30 Giugno 2025
Anastasia Trofimova e Andromeda Fonte: Chi l'ha visto
Anastasia Trofimova e la figlia Andromeda sono state immortalate nel cortile del Centro Missionario Canossiano, a due passi dal Vaticano, il 24 maggio. Ma a distanza di pochi giorni da quella immagine, i loro corpi senza vita sarebbero stati ritrovati su un prato di Villa Pamphili. Oggi, suor Rosalba rompe il silenzio: “Mai viste qui, sono capitate per sbaglio”.
"A Roma stiamo bene". Così scriveva Anastasia Trofimova alla madre in Russia, accompagnando le sue parole con una foto scattata nel giardino del Centro Missionario Canossiano di via Francesco Marchetti Selvaggiani, una struttura che ospita sacerdoti a due passi dal Vaticano. Una scena di apparente serenità, un soggiorno che sembrava di lusso in una delle zone più eleganti della Capitale. E invece, un’illusione.
La verità è emersa solo dopo la tragedia: il 7 giugno, Anastasia e la piccola Andromeda sono state trovate morte tra le sterpaglie di Villa Pamphili. Uccise su un prato, lontane da ogni protezione, in una Roma che per loro non era mai stata un rifugio sicuro.
Quelle immagini, inviate ai familiari in Russia, erano l’ennesimo tassello della messinscena orchestrata da Francis Kauffman, che continuava a rassicurare la famiglia: stavano bene, c’erano i soldi, il lavoro proseguiva, i documenti erano in arrivo. In realtà, madre e figlia vivevano in strada.
Interpellata da Il Messaggero, suor Rosalba, responsabile del Centro Missionario, ha smentito con decisione che la giovane donna e sua figlia avessero mai soggiornato nella struttura: “Le foto sono state scattate qui da noi, ma non abbiamo mai visto questa donna e la sua bambina, non si erano rivolte a noi per cercare aiuto”.
La religiosa suggerisce un possibile fraintendimento dovuto alla tecnologia: “Un bug nel navigatore di Google per Villa Pamphili a piedi da porta direttamente al nostro cortile, come fosse una continuazione del parco che, invece, si trova dall’altro lato dell’Aurelia e non è confinante.
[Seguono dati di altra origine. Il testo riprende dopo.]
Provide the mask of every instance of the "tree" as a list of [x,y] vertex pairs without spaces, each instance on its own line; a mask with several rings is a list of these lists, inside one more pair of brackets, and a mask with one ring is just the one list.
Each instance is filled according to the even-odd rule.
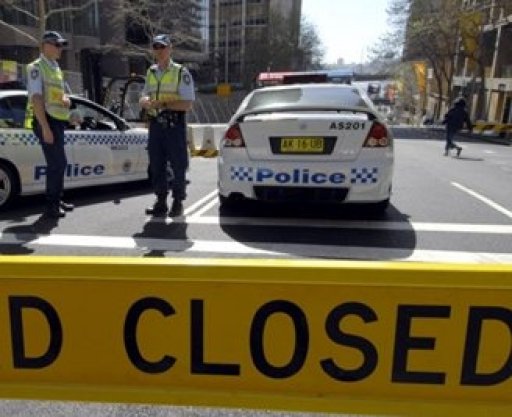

Spesso lasciamo il cancello aperto e troviamo turisti”.
Quella breve visita nel giardino del Centro, immortalata in una fotografia, sarebbe dunque l’unico passaggio di madre e figlia in quel luogo. Nessuna permanenza, nessun sostegno chiesto. Un’illusione costruita per far credere a un’esistenza serena, mentre la realtà era di emarginazione e degrado.